To facilitate this exercise, One97 Communications Ltd, the parent company of fintech major Paytm, is in talks with five banks to enable loans of around Rs 100 crore for the employees converting Esop grants into the company’s shares. The name of the lenders and the exact credit size hasn’t been revealed yet.
The move comes after the Vijay Shekhar Sharma-led company was received requests for conversion from its employees. Besides, such financing will reduce the tax burden on employees during the conversion.
According to the law, an employee is taxed for conversion of Esop grants into the company’s shares. This tax is calculated based on the difference between current share prices versus those at the time of Esop. Additionally, capital gains tax is also levied on employees if they choose to sell their shares.
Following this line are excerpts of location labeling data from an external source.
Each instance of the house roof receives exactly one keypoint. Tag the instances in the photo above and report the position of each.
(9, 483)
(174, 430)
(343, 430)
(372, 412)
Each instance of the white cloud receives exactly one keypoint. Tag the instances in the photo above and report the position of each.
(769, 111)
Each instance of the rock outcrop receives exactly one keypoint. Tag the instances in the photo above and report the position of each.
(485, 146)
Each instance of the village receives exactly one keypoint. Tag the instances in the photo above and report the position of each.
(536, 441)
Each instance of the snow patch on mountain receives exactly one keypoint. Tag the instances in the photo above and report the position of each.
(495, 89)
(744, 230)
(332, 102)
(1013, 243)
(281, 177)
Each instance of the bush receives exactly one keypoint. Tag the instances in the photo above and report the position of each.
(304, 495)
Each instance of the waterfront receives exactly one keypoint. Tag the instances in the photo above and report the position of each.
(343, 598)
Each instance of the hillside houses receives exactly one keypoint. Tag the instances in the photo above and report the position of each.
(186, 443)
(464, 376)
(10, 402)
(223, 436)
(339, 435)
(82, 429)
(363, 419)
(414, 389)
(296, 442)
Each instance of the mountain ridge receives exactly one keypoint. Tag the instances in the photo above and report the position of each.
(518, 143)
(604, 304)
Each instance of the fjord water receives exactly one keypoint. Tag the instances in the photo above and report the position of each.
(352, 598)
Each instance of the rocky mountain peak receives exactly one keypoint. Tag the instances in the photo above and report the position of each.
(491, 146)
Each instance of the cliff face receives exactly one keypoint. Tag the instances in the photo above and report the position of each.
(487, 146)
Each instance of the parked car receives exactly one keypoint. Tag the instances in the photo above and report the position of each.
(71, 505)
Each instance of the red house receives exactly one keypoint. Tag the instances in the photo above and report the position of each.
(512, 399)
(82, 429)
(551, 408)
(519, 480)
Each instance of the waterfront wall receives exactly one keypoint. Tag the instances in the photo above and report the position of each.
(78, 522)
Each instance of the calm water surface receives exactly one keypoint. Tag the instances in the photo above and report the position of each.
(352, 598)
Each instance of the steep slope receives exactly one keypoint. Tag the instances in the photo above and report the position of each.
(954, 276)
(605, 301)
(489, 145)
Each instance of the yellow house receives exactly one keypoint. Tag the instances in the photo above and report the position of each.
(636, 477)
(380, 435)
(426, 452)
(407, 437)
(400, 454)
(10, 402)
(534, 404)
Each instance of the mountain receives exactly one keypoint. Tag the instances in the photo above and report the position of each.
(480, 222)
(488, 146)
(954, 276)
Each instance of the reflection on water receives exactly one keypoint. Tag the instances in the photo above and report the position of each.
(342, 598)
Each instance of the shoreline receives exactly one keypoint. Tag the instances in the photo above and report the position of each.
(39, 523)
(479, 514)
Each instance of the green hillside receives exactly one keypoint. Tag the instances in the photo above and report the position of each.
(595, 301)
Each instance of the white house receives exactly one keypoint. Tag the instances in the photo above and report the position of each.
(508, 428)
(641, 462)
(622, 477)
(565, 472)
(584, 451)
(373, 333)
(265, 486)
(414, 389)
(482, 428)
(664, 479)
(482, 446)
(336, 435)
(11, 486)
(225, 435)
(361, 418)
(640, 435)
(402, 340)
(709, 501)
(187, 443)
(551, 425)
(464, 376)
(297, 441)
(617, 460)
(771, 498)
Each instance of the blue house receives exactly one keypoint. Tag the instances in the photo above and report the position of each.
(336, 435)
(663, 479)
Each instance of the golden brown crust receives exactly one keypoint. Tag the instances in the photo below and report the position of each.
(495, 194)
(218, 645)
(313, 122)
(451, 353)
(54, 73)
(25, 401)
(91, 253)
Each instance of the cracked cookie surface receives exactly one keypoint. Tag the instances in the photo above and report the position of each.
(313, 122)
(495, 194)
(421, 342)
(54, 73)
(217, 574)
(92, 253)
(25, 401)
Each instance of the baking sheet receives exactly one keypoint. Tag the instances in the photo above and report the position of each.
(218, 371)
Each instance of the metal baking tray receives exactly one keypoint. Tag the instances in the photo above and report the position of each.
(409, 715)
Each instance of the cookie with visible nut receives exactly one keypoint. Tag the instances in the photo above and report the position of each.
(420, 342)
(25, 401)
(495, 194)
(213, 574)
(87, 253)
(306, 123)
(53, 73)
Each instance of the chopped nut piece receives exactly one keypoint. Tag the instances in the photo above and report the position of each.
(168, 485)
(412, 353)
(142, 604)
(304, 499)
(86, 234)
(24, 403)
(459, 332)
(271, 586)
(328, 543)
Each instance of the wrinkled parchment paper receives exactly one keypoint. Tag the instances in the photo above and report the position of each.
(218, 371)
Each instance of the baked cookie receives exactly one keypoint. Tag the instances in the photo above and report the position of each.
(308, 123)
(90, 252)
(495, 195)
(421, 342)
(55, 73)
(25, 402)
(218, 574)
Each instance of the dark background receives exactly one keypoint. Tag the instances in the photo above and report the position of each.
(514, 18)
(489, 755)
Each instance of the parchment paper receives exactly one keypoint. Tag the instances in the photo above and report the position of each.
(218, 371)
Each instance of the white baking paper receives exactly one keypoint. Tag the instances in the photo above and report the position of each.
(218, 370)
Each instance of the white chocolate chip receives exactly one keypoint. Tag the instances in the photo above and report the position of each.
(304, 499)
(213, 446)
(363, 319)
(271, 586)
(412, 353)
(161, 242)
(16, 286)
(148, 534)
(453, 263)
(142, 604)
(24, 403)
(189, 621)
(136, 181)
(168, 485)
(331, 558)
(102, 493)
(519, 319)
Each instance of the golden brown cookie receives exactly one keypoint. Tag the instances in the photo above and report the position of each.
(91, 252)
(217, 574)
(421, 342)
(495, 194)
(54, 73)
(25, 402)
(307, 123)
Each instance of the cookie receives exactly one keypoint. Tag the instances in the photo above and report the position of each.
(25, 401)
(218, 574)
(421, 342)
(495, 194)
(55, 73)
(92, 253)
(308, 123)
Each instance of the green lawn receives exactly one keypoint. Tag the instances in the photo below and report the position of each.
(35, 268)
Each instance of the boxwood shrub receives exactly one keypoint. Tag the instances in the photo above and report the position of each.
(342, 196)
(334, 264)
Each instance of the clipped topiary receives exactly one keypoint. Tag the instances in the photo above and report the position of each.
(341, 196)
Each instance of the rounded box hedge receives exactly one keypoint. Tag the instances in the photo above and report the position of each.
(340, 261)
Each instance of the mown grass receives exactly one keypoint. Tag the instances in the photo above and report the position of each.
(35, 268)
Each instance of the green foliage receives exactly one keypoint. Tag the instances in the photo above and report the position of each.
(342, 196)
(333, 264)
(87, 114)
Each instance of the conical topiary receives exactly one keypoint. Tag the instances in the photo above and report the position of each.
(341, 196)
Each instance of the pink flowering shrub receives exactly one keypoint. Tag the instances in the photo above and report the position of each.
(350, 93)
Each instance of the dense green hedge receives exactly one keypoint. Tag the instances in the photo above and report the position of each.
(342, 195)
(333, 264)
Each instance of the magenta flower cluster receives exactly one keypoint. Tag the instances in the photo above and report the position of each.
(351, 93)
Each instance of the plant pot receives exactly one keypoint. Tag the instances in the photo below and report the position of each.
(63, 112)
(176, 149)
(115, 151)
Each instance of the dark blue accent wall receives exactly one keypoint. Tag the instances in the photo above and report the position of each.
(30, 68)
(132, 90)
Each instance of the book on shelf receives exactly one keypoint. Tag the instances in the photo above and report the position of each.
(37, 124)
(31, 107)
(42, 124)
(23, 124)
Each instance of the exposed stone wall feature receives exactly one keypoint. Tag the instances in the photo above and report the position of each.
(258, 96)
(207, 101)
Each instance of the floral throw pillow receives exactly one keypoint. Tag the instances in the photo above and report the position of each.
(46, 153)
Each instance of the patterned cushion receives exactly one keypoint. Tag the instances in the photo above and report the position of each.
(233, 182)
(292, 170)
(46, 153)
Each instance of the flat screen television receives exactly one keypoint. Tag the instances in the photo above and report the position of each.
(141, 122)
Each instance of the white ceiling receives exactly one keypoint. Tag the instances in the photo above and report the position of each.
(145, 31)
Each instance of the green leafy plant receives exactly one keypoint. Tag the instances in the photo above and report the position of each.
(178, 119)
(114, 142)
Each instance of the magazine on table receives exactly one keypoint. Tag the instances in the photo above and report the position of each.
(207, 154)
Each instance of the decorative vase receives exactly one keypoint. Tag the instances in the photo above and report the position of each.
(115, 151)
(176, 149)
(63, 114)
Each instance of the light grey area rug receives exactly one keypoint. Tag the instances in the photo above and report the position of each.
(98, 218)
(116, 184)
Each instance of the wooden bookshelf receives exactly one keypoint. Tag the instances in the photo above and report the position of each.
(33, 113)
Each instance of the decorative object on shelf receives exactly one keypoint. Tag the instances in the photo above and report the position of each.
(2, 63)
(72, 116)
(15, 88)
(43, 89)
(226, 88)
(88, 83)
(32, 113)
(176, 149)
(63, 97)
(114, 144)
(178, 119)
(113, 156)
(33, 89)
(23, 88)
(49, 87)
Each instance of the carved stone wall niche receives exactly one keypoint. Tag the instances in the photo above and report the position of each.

Paytm is selling its shares at Rs 18,000 and issuing Esop for 12 years, according to an Economic Times report. Significantly, about 80 percent of Esop conversion will be led by senior Paytm employees, the report added.
So far, Paytm officials haven’t disclosed their expected IPO valuation but market experts speculate the amount could be as high as $25 billion. Earlier In July, SoftBank and Alibaba-backed Paytm had sought Sebi’s nod to raise Rs 16,600 crore ($2.2 billion) through its IPO.
Paytm was last valued at Rs 12 lakh crore. In FY (2020-21), Paytm’s revenue shrank 11 percent to Rs 3,187 crore. However, the Noida-based company managed to cut losses by 42 percent to Rs 1,701 crore.